Из палатки, прихрамывая, выбирается Аля. Зябко кутается в теплую пуховую шаль. Но оглядывает сощуренными от солнца глазами горы, и ее лицо, облитое восходом, озаряется радостью, долгожданной, которая приходит к человеку в награду после тяжелых испытаний. Ночь унесла с собой зло. Мир, как в сказке, был перед нею, весь добрый и ласковый.

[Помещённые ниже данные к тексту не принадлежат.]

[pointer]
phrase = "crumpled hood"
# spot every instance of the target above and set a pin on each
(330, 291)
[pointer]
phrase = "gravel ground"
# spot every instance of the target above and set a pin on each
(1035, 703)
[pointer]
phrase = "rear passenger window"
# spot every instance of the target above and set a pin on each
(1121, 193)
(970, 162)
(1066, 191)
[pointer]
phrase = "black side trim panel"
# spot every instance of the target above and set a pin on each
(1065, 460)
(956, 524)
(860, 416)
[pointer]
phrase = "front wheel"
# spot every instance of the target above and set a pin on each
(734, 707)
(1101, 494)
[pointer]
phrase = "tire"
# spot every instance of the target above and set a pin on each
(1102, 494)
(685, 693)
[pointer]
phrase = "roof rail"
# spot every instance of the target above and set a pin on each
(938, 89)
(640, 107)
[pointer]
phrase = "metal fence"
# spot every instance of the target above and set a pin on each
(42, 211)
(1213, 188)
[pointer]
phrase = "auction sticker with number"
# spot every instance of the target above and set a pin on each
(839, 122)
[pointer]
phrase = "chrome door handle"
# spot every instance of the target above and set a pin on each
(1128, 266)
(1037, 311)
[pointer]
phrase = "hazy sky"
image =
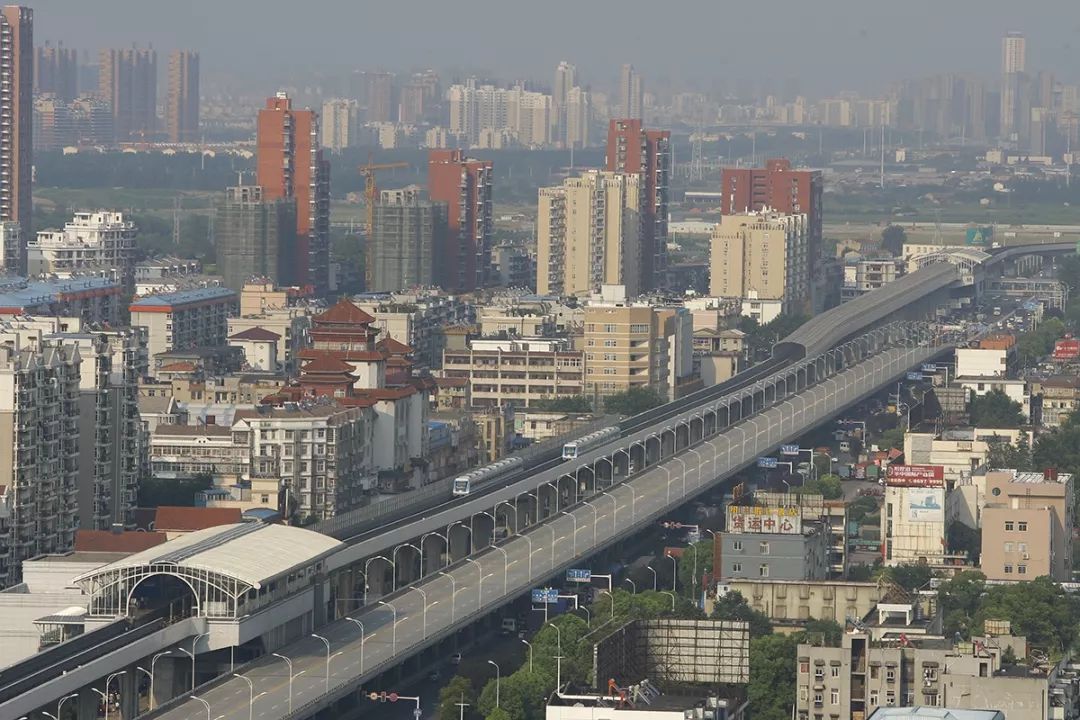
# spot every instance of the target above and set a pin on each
(827, 44)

-- Ух как здорово! -- кричит Аля и бежит навстречу уже возвращающемуся со снегом Улукиткану. Обнимает его, что-то говорит. Он растроган, улыбается, хочет что-то ответить, но Аля не дает ему сказать слова. Вдруг она бросается к краю террасы. На бегу оборачивается, зовет меня. Мы останавливаемся у огромной каменной глыбы. Аля опускается на колени.
-- Посмотрите, что с ними сталось... А ведь я их собирала сюда со всего гольца. -- Ее голос обиженно дрожит.
Площадка усеяна фиалками. Они росли на ней густыми пучками, покрывая скудную гольцовую почву разноцветным ковром. Но цветы не пережили ночь, погибли. Умирая, они как-то странно переплелись ножками, скучились, будто пытались одним общим усилием противостоять смертоносной стуже.
Аля осторожно берет их тонкими пальцами, укладывает на мясистые листья, поблекшими лепестками к солнцу. Усердно дует на них -- пытается оживить. А сама вот-вот заплачет.